Many studies have focused on patients’ responses to major strokes, but few have examined patients’ awareness of minor strokes, notes the American Heart Association, Dallas. So researchers studied patients’ behaviors and attitudes and found the participants frequently failed to recognize when they were having a minor stroke and therefore failed to seek immediate medical care.

Surprisingly, people of all demographics—regardless of age, gender, education, and socioeconomic status—showed an overall lack of awareness about how to recognize a stroke, said Arvind Chandratheva, a clinical research fellow in the Stroke Prevention Research Unit in the Department of Clinical Neurology at the University of Oxford, UK.

In the study, researchers analyzed 1,000 patients in the UK (average age 73), of whom 459 had transient ischemic attacks (TIAs) and 541 suffered a minor stroke.

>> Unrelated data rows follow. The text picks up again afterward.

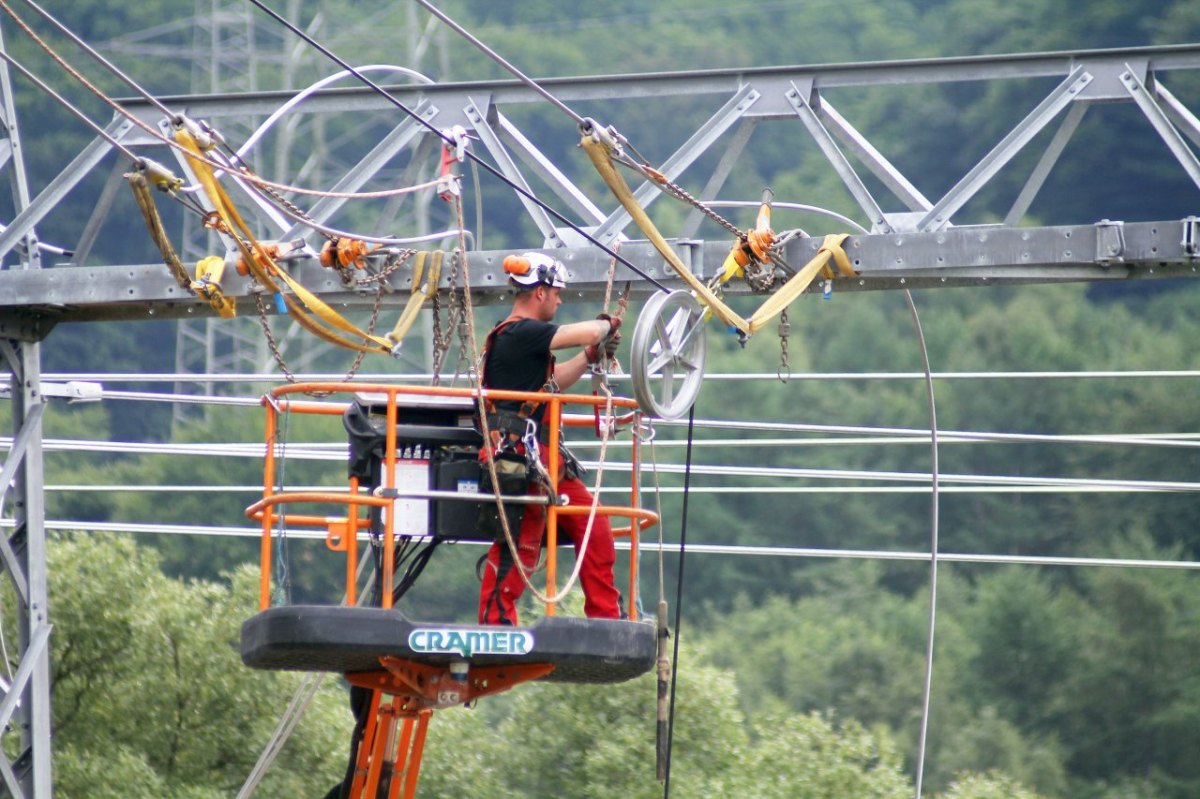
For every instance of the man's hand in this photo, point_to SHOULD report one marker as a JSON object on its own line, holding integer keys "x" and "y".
{"x": 613, "y": 323}
{"x": 607, "y": 347}
{"x": 611, "y": 344}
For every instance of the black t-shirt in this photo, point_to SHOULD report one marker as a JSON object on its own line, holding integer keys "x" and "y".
{"x": 519, "y": 359}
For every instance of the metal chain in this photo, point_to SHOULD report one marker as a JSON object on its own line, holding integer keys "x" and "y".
{"x": 785, "y": 330}
{"x": 679, "y": 192}
{"x": 270, "y": 336}
{"x": 442, "y": 338}
{"x": 277, "y": 354}
{"x": 395, "y": 260}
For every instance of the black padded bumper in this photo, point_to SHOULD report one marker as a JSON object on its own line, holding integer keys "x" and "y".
{"x": 343, "y": 640}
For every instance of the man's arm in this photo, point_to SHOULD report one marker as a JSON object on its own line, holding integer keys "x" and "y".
{"x": 579, "y": 334}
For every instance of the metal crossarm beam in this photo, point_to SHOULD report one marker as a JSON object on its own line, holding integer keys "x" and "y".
{"x": 1175, "y": 142}
{"x": 393, "y": 144}
{"x": 479, "y": 122}
{"x": 712, "y": 130}
{"x": 940, "y": 215}
{"x": 958, "y": 256}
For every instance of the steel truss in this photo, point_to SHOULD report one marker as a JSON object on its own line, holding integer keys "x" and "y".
{"x": 911, "y": 240}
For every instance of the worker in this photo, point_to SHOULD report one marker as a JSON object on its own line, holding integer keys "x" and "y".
{"x": 519, "y": 356}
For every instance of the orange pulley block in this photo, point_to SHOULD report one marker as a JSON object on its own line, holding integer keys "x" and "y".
{"x": 345, "y": 252}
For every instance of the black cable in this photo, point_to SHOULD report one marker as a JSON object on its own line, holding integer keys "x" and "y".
{"x": 447, "y": 139}
{"x": 683, "y": 545}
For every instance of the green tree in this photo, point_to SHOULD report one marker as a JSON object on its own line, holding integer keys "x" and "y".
{"x": 150, "y": 697}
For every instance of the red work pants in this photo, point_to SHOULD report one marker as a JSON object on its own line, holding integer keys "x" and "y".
{"x": 503, "y": 583}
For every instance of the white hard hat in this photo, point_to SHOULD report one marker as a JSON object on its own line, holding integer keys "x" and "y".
{"x": 531, "y": 269}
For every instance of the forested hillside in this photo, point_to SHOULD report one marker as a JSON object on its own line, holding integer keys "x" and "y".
{"x": 799, "y": 676}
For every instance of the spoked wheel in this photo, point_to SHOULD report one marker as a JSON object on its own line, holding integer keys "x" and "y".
{"x": 667, "y": 360}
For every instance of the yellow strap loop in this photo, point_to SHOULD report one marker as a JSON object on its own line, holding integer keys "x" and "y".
{"x": 235, "y": 224}
{"x": 831, "y": 250}
{"x": 418, "y": 298}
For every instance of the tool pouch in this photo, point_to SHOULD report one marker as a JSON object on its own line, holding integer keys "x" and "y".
{"x": 514, "y": 481}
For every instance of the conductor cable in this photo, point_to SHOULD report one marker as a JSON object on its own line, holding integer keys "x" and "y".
{"x": 523, "y": 192}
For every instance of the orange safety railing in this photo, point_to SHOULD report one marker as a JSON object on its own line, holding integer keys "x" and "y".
{"x": 342, "y": 533}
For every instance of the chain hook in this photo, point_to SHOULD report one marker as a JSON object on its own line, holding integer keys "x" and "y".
{"x": 785, "y": 329}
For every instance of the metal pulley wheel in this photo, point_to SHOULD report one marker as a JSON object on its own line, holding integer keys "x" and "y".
{"x": 667, "y": 358}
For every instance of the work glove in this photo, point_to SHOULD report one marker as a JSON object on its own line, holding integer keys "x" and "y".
{"x": 611, "y": 344}
{"x": 613, "y": 323}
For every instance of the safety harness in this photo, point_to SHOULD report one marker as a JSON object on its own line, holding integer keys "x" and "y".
{"x": 511, "y": 430}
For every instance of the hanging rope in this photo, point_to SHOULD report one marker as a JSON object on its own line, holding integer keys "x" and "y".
{"x": 683, "y": 546}
{"x": 432, "y": 128}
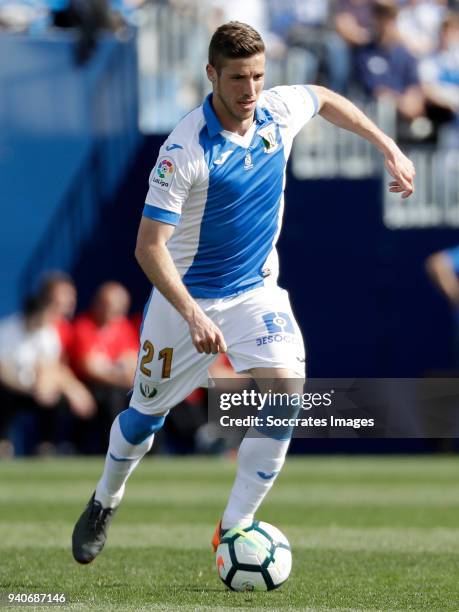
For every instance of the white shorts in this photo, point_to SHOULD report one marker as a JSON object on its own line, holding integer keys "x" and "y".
{"x": 259, "y": 329}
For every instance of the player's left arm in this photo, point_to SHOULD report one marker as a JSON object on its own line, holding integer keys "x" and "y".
{"x": 344, "y": 114}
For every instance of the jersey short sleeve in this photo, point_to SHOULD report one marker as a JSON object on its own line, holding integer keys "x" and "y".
{"x": 170, "y": 182}
{"x": 294, "y": 104}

Minor stroke was defined as minimal deficits based on the NIH Stroke scale assessing consciousness, vision, sensation, movement, speech, and language. TIA, sometimes known as a “mini stroke,” occurs when a blood clot temporarily clogs an artery and blocks blood flow to the brain. TIAs and minor strokes don’t typically cause permanent harm, but early treatment is critical to prevent the possibility of a stroke with permanent neurological deficits, says the American Heart Association.

Researchers, investigating factors that cause delays in seeking timely treatment, found that:

  • 68% of TIA patients and 69% of minor stroke patients didn’t know the cause of their symptoms.
  • Only 47% of TIA patients and 46% of minor stroke patients sought medical attention within 3 hours—when a clot-busting drug is approved to treat some strokes.
  • 67% of TIA patients and 74% of minor stroke patients sought medical attention within 24 hours. TIA patients who didn’t correctly recognize their symptoms were less likely to call emergency services.
  • 77% of patients went to their primary care physicians first instead of seeking emergency medical care.
  • 37% of patients experiencing a recurrent stroke didn’t seek timely medical attention.
  • These figures “indicate a lack of public awareness that TIA is a medical emergency,” Chandratheva said.

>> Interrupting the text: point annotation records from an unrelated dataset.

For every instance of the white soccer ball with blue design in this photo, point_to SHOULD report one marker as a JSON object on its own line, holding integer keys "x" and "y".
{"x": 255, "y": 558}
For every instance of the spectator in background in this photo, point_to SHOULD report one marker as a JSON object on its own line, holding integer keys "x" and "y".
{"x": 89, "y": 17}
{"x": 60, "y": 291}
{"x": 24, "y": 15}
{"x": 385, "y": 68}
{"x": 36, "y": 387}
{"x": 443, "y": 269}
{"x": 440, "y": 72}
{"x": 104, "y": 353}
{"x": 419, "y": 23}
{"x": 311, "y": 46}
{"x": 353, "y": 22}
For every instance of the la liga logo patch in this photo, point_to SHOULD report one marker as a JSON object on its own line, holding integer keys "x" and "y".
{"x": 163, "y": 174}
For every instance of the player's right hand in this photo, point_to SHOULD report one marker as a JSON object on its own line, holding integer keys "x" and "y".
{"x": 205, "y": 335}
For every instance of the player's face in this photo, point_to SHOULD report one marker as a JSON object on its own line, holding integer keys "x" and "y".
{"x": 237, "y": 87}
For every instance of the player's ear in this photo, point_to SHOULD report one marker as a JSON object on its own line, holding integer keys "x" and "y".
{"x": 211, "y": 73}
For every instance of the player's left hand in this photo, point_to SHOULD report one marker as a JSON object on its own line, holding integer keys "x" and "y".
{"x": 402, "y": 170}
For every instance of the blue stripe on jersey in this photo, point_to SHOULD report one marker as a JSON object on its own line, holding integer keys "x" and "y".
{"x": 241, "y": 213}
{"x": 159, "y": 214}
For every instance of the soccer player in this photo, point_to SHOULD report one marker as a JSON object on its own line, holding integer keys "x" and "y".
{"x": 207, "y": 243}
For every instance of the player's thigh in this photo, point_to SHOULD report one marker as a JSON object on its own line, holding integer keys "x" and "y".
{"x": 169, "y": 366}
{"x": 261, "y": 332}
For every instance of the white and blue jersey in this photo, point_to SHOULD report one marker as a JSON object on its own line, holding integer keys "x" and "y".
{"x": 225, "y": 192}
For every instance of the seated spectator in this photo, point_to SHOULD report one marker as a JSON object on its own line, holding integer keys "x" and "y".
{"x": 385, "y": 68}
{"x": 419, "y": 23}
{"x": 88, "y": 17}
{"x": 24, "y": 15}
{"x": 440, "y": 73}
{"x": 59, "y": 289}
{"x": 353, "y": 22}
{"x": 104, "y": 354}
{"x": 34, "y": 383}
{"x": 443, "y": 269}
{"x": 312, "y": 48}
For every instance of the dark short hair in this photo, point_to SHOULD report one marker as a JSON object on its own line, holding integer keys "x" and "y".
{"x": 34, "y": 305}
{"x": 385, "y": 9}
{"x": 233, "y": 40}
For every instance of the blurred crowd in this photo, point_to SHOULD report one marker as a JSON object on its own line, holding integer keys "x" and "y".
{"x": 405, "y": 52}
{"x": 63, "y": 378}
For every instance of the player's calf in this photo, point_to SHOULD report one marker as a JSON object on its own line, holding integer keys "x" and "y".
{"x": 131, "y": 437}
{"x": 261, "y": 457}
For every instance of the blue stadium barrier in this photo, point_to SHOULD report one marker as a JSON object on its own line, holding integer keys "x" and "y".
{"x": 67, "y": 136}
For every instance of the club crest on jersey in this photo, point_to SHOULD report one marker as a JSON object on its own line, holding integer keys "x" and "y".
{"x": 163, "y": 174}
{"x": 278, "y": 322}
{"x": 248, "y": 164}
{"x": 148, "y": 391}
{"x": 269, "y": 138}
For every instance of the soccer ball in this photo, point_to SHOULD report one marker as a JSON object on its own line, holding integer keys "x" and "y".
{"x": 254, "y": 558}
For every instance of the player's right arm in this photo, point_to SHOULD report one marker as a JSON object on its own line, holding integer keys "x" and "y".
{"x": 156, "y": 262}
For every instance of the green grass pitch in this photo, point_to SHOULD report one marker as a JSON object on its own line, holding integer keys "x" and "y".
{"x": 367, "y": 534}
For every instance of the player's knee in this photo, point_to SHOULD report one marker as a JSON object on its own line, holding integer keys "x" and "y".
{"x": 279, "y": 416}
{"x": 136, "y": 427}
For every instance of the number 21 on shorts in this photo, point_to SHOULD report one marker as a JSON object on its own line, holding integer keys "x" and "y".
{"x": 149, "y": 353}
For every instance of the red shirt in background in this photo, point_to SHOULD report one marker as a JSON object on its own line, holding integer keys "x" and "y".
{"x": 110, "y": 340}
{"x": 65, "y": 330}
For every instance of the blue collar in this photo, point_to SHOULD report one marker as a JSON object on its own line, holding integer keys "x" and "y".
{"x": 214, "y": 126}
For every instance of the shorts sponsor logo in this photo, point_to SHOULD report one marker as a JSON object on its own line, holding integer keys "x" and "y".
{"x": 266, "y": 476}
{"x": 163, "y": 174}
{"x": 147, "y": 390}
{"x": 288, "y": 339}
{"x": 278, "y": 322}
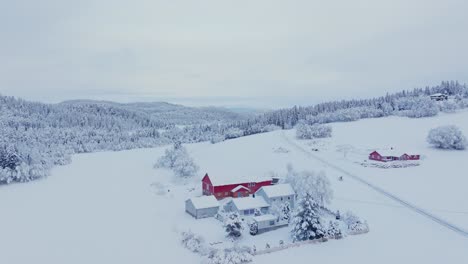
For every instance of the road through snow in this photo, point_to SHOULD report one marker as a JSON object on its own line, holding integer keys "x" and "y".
{"x": 395, "y": 198}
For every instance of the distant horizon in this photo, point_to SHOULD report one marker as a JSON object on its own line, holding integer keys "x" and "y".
{"x": 229, "y": 102}
{"x": 262, "y": 54}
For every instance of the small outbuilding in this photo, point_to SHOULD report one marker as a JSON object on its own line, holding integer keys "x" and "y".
{"x": 264, "y": 223}
{"x": 279, "y": 193}
{"x": 202, "y": 207}
{"x": 247, "y": 206}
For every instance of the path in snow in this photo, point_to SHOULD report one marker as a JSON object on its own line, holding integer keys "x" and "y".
{"x": 380, "y": 190}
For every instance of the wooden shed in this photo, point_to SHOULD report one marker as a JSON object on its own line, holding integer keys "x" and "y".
{"x": 202, "y": 207}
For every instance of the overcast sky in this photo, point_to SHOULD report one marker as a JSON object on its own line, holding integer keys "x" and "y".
{"x": 244, "y": 52}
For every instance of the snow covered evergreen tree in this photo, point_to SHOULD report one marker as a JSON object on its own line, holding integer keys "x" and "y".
{"x": 447, "y": 137}
{"x": 306, "y": 222}
{"x": 314, "y": 184}
{"x": 178, "y": 160}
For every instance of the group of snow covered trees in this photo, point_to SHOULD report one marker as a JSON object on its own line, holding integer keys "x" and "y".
{"x": 178, "y": 160}
{"x": 305, "y": 131}
{"x": 43, "y": 135}
{"x": 447, "y": 137}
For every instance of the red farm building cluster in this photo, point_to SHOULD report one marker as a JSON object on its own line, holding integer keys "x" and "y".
{"x": 222, "y": 190}
{"x": 385, "y": 158}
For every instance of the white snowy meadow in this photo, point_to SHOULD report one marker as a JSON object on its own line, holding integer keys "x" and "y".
{"x": 118, "y": 206}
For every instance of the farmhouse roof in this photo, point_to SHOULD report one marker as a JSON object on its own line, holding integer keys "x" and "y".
{"x": 240, "y": 187}
{"x": 204, "y": 202}
{"x": 222, "y": 181}
{"x": 250, "y": 203}
{"x": 278, "y": 190}
{"x": 265, "y": 218}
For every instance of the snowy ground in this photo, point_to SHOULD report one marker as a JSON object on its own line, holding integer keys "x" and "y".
{"x": 115, "y": 208}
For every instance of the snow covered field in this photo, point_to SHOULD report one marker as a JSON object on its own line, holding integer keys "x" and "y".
{"x": 113, "y": 207}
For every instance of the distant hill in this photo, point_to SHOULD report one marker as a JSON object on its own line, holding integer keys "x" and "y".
{"x": 174, "y": 114}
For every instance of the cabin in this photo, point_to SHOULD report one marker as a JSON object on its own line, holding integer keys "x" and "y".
{"x": 223, "y": 189}
{"x": 202, "y": 207}
{"x": 439, "y": 97}
{"x": 247, "y": 206}
{"x": 263, "y": 223}
{"x": 392, "y": 157}
{"x": 279, "y": 193}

TIA patients were more likely to delay seeking medical care if their motor or speech function were normal, if symptoms didn’t last long, or if they experienced symptoms on a Friday, a weekend or a holiday, researchers said. The findings suggest a need for more public education, researchers said.

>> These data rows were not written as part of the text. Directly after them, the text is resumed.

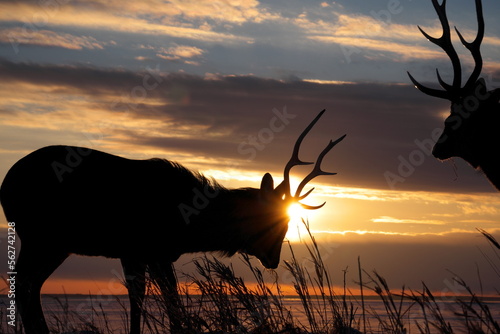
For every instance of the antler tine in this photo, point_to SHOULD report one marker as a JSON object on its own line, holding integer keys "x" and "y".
{"x": 474, "y": 47}
{"x": 294, "y": 160}
{"x": 429, "y": 91}
{"x": 316, "y": 172}
{"x": 444, "y": 42}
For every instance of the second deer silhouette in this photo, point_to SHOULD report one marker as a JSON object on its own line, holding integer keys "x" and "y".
{"x": 471, "y": 130}
{"x": 69, "y": 200}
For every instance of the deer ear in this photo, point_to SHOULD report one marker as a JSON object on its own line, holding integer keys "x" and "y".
{"x": 267, "y": 184}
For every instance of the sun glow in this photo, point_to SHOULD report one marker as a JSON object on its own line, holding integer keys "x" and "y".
{"x": 296, "y": 227}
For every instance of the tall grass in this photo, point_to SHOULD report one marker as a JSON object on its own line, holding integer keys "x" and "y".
{"x": 223, "y": 303}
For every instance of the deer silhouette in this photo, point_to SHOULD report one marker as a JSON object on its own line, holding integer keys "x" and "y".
{"x": 71, "y": 200}
{"x": 470, "y": 129}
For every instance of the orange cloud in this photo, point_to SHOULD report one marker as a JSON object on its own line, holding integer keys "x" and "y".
{"x": 17, "y": 36}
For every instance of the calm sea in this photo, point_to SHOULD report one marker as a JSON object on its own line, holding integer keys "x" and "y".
{"x": 109, "y": 313}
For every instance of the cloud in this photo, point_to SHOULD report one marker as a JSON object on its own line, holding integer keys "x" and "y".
{"x": 181, "y": 52}
{"x": 193, "y": 117}
{"x": 175, "y": 18}
{"x": 48, "y": 38}
{"x": 392, "y": 220}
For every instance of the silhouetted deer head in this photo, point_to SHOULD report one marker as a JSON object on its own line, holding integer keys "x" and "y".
{"x": 69, "y": 200}
{"x": 471, "y": 130}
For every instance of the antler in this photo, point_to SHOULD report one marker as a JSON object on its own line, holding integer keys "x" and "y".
{"x": 284, "y": 187}
{"x": 453, "y": 91}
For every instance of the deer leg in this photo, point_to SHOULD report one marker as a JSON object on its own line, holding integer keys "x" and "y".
{"x": 33, "y": 267}
{"x": 135, "y": 277}
{"x": 164, "y": 276}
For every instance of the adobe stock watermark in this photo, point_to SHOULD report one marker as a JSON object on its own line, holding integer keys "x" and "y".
{"x": 460, "y": 112}
{"x": 258, "y": 142}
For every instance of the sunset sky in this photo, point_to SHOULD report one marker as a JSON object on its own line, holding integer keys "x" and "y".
{"x": 203, "y": 82}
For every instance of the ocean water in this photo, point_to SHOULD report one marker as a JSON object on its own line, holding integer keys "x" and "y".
{"x": 110, "y": 313}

“There has been very little sustained public education, but for a prolonged impact, sustained national campaigns are required,” Chandratheva said.

Stroke is the No. 3 killer and a leading cause of long-term severe disability in the United States, according to American Heart Association statistics. About 15% of strokes are preceded by a TIA, which is a strong predictor of being at risk for a major stroke. In the United States, where awareness about minor stroke is also low, TIA can affect up to a half million people. Because many study participants went to their primary care physicians first, the researchers said that primary care physicians can play an active role in educating patients about the signs of TIA.

Researchers said it’s uncertain if the pattern would be found in other populations or health care systems.

The study was funded by the UK Medical Research Council, National Institute of Health Research, UK Stroke Association, Dunhill Medical Trust, and NIHR Biomedical Research Centre, Oxford.